Une balle traverse le crâne d'un Tibétain en train de manifester pacifiquement en agitant son moulin à prière. Les soldats chinois ont ouvert le feu avec des rafales de mitraille et des jets de grenade, sur la foule qui manifeste en lançant des chaussures et des chapeaux : c'est un carnage. Les Tibétains sont massacrés sans pitié. Dans le ciel au-dessus du palais du Potala apparaît un engin volant : une soucoupe volante peinte en camouflage, avec une croix gammée sur le fuselage. Elle atterrit sur le toit d'un des bâtiments du palais. Trois soldats nazis en descendent en portant une caisse. Il faut qu'ils se dépêchent car il ne restera bientôt plus un Tibétain en vie, et les Chinois commenceront alors à fouiller le palais. Le responsable du trio estime qu'ils en ont pour moins de cinq minutes. Ils entrent dans le bâtiment et descendent. Ils trouvent le stupa doré qu'ils recherchent et font sauter le cadenas qui en ferme l'intérieur. Ils y trouvent le vase sacré qui contient les restes du cinquième dalaï-lama, et le brisent. Ils transfèrent les restes dans la caisse et retournent à leur soucoupe avant d'avoir été détectés. Mission accomplie.



Les Chinois pénètrent dans le palais en défonçant la porte à grands coups de pied. Les moines sont assis en tailleur à même le sol, sans aucune intention de résister encore moins de se battre. Le général exige qu'ils lui indiquent sur le champ où se cache le dalaï-Lama, ou il leur fait sauter la cervelle. Un moine répond que lui et le panchen lama se sont enfuis et qu'ils veulent se rendre en Inde. C'est tout ce qu'ils savent. Le général l'abat à bout portant d'une balle dans la tête, et il ordonne qu'ils soient tous mis à mort.
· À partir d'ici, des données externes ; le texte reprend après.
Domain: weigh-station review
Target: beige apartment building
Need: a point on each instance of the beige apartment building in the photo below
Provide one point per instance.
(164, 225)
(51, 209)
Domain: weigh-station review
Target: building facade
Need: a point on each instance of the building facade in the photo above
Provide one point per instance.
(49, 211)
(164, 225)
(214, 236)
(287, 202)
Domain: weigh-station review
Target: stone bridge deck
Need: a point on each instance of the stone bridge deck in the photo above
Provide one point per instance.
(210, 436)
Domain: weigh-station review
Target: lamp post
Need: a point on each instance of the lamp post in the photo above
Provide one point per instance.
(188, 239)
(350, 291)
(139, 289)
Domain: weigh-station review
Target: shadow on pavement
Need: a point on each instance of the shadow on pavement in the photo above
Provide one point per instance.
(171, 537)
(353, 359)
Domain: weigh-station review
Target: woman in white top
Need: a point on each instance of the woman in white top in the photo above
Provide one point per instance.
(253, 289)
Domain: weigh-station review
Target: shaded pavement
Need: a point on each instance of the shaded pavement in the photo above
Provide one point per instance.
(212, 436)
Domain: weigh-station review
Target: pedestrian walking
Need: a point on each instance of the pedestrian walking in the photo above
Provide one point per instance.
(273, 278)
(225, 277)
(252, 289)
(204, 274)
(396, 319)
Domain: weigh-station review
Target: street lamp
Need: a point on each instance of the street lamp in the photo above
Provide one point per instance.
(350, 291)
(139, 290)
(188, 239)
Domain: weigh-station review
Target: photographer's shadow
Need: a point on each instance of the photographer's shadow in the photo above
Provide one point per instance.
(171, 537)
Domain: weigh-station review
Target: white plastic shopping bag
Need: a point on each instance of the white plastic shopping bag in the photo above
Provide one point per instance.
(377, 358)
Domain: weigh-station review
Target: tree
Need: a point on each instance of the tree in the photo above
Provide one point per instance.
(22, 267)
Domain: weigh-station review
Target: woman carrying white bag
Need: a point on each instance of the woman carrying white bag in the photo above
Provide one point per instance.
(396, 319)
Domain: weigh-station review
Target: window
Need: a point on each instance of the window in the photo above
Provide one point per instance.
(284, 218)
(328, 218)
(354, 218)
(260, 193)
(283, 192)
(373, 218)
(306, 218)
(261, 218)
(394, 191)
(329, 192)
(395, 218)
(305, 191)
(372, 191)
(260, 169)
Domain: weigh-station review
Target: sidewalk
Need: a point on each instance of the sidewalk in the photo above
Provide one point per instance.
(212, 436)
Il ordonne également de contacter immédiatement les postes frontières et il veut des policiers sur chaque route, chaque chemin, chaque sentier. Les deux fuyards sont accompagnés par les quatre moines Tzu, Dondup, Topden et Tsöndu. Les six hommes constatent qu'ils n'arriveront jamais à traverser ces montagnes à pied sans chevaux. Ils décident de s'assoir en tailleur et de prier les divinités pour leur aide. Au même instant, derrière les fugitifs en prière, sur les hauteurs, Mandarava et Issim utilisent leurs pouvoirs et bientôt un groupe de chevaux sauvages se dirige vers les fuyards qui les enfourchent sans peine. Le nouveau dalaï-lama déclare qu'ils ne font pas de miracles, mais que ce sont les miracles qui les font. Entretemps, le général Chuan-Lao arrive en trombe avec sa jeep à l'école anglaise de Lhassa. À l'intérieur, le père Williams et Léna en fauteuil roulant les voient arriver. Elle déclare au père qu'il doit châtier le général. Elle sait qu'elle est mourante et qu'elle va rejoindre Mister Donovan dont les soldats chinois ont écrasé la tête à coups de pied, Laughton qui a été empalée sur un pieu, Samy le cuisinier qu'ils ont noyé la tête dans les latrines. Elle-même a été violée par quarante soldats ricanant et jetée ensuite dans la rue, avec une bouteille de whisky entièrement enfoncée dans le sexe par Lao. Ils l'ont déchirée. Ils ont dévasté son âme.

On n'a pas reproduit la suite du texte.